I have an application in which there is a set of about 50 sounds, which range in length from about 300 ms to about 4 seconds. Various combinations of sounds need to be played at precise times (up to 10 of them can be triggered at once). Some sounds need to be repeated at intervals as short as 100 ms.
I've implemented this is as a two dimensional array of AVAudioPlayers, all of which are loaded with sounds at application launch. There are several players for each sound, to accommodate rapidly repeating sounds. The players for a particular sound are reused in strict rotation. When a new sound is scheduled, the oldest player for that sound is stopped and its current time is set to 0, so the sound will repeat from the start, the next time it's scheduled using player.play(atTime:). There's a thread that schedules new sets of sounds about 300 ms before they are to be played.
It all works quite nicely, up to a point that varies with the device. Eventually, as sounds are played more rapidly, and/or more simultaneous sounds are scheduled, some sounds will refuse to play.

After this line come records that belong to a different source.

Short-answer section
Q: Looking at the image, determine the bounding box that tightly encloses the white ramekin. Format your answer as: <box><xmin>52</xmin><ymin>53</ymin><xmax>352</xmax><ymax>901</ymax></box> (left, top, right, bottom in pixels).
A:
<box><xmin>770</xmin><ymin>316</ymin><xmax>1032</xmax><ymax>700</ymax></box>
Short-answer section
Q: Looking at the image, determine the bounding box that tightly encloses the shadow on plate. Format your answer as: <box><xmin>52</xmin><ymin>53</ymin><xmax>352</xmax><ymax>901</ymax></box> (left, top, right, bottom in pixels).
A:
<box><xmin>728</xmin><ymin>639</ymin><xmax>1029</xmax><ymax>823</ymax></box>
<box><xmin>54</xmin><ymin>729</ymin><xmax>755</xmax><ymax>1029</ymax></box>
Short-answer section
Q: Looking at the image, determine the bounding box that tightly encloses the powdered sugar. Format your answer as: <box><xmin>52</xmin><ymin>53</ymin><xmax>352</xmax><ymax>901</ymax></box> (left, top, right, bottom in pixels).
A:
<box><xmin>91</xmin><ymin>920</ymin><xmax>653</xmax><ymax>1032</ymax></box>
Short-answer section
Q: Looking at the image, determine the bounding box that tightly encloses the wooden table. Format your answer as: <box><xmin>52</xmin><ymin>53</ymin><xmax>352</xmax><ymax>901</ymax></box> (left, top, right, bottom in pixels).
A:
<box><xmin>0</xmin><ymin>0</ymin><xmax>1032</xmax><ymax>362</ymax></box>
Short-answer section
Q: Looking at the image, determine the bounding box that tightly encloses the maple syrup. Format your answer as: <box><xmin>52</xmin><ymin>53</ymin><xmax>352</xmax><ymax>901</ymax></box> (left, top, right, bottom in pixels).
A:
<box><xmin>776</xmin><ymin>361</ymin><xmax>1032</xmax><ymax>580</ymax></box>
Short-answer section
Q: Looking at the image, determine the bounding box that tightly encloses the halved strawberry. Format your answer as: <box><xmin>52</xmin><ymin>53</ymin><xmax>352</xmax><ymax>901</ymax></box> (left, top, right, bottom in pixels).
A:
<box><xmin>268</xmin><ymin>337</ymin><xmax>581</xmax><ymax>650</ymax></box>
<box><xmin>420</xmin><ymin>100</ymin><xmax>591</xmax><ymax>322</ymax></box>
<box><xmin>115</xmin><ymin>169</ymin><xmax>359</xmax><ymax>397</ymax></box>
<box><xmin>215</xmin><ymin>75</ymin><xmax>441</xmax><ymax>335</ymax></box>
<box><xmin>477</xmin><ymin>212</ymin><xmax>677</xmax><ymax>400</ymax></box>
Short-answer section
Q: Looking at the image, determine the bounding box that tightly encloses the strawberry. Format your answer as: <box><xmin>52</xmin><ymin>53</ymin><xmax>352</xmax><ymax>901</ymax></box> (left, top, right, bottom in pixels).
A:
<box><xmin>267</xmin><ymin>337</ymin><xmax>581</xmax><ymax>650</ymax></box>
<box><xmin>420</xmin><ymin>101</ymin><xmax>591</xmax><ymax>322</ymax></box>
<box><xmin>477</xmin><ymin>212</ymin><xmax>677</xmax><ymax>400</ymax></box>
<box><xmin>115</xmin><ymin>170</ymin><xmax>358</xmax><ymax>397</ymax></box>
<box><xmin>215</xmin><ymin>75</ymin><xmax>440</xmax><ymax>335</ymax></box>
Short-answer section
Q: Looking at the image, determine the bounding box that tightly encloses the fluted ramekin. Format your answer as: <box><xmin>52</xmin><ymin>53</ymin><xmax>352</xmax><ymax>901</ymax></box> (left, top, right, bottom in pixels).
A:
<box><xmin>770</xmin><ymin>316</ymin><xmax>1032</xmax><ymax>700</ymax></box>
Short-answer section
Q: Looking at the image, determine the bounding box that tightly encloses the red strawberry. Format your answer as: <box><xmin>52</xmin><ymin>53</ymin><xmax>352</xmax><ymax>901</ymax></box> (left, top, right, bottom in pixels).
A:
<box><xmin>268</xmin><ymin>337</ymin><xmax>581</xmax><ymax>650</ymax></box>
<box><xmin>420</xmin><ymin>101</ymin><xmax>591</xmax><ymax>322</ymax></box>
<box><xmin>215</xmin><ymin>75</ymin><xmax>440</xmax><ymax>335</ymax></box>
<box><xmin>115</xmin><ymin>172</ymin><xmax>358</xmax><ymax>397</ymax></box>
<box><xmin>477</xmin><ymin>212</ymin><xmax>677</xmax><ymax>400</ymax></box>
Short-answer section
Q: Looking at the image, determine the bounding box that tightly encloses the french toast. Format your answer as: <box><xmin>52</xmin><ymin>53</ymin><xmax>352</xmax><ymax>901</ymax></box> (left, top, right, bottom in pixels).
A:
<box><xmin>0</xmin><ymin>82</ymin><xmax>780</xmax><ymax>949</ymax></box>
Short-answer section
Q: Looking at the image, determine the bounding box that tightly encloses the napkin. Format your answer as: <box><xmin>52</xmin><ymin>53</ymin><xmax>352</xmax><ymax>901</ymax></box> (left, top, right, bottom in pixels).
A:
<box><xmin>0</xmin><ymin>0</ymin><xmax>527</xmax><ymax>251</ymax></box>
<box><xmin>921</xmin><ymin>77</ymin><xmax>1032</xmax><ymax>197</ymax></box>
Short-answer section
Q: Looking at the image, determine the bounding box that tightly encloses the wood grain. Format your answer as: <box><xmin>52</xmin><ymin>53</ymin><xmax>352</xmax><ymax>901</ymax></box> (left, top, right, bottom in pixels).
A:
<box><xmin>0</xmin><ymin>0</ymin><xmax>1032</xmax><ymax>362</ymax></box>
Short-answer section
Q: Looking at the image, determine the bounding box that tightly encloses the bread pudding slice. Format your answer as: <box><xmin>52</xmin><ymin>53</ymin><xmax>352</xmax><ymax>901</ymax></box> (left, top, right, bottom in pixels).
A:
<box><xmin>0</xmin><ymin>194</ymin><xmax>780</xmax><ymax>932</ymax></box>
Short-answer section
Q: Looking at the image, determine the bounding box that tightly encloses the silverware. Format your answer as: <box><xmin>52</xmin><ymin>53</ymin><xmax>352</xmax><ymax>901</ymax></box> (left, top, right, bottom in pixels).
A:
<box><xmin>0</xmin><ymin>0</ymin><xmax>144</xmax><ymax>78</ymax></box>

I'm contemplating switching to AVAudioEngine and AVAudioPlayerNodes, using a mixer node. Does anyone know if that approach is likely to handle more simultaneous sounds? My guess is that both approaches translate into a rather similar set of CoreAudio functions, but I haven't actually written the code to test that hypothesis - before I do that, I'm hoping that someone else may have explored this issue before me. I've been deep into CoreAudio before, and I'm hoping to be able to use these handy high-level functions instead!
Also, does anyone know of a way to trigger a closure when a sound initiates? The documented functionality allows for a callback closure, but the only way I've been able to trigger events when the sounds start, is to create a high quality of service queue for DispatchQueue. Unfortunately, depending on the system load, queued events may be executed at times that vary from the scheduled times by up to about 50 ms, which is not quite as precise as I'd prefer to be.